The rapid advancement of large language models (LLMs) such as GPT-3, PaLM, and Llama has significantly transformed natural language processing, showcasing remarkable capabilities in understanding and generating language. However, a fundamental bottleneck persists: these models often struggle with tasks requiring complex, multi-step reasoning, particularly in mathematical problem-solving. This deficiency stems from the critical scarcity of large-scale, high-quality, domain-specific datasets necessary for cultivating sophisticated reasoning abilities. To overcome this challenge, we introduce Template-based Data Generation (TDG), a novel and scalable paradigm that harnesses frontier LLMs (GPT-4) to automatically generate parameterized meta-templates, which in turn synthesize a virtually infinite stream of high-quality problems and solutions. Using this paradigm, we create TemplateMath Part I: TemplateGSM, a foundational dataset of over 7 million synthetically generated grade school math problems. Each problem is accompanied by a programmatically verifiable solution, offering an unprecedented level of quality at scale. This resource not only resolves the data scarcity issue for supervised fine-tuning but also provides a robust mechanism for model alignment through Reinforcement Learning with Verifiable Rewards (RLVR). Our approach elevates data augmentation by leveraging GPT-4 to generate meta-templates, ensuring diverse and complex problem structures.

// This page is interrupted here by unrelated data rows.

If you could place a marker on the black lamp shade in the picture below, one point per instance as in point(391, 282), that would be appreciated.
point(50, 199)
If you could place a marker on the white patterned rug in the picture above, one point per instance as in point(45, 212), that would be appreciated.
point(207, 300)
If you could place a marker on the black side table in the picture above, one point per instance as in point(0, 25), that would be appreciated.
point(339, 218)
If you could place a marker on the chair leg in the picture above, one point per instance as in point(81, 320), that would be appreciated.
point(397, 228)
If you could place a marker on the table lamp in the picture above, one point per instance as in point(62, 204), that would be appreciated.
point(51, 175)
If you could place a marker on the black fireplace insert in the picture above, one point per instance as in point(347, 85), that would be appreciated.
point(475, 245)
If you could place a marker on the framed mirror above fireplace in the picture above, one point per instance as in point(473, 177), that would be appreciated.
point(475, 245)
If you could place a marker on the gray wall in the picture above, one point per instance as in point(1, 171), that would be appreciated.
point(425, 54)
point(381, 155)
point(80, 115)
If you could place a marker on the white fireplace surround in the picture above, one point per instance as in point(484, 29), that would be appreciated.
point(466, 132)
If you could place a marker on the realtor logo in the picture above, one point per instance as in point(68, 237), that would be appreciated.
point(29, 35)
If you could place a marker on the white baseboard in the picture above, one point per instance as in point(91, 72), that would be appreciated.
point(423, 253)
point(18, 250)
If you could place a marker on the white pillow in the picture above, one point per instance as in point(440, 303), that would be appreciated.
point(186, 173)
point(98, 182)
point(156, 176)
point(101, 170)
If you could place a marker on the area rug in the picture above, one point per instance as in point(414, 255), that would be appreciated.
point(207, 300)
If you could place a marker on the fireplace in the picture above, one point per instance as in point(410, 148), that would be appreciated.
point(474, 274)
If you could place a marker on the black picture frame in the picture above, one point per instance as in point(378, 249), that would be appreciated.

By providing a scalable solution to the data and verification bottleneck, TDG and TemplateGSM pave the way for a new generation of LLMs with powerful, reliable reasoning skills. Project Page: https://github.com/iiis-ai/TemplateMath

Paper Structure

This paper contains 18 sections, 2 figures, 1 table.

Figures (2)

  • Figure 1: Flowchart illustrating the Template-based Data Generation (TDG) process. An LLM generates meta-templates, which are instantiated into Q&A pairs. These pairs undergo programmatic verification. The binary outcome (pass/fail) serves as both a quality filter and a verifiable reward signal.
  • Figure 2: An example of our TDG method. The code demonstrates how variable parameters are used to generate unique problem statements and corresponding solutions based on GPT-4-generated meta-templates, with integrated verification via code execution.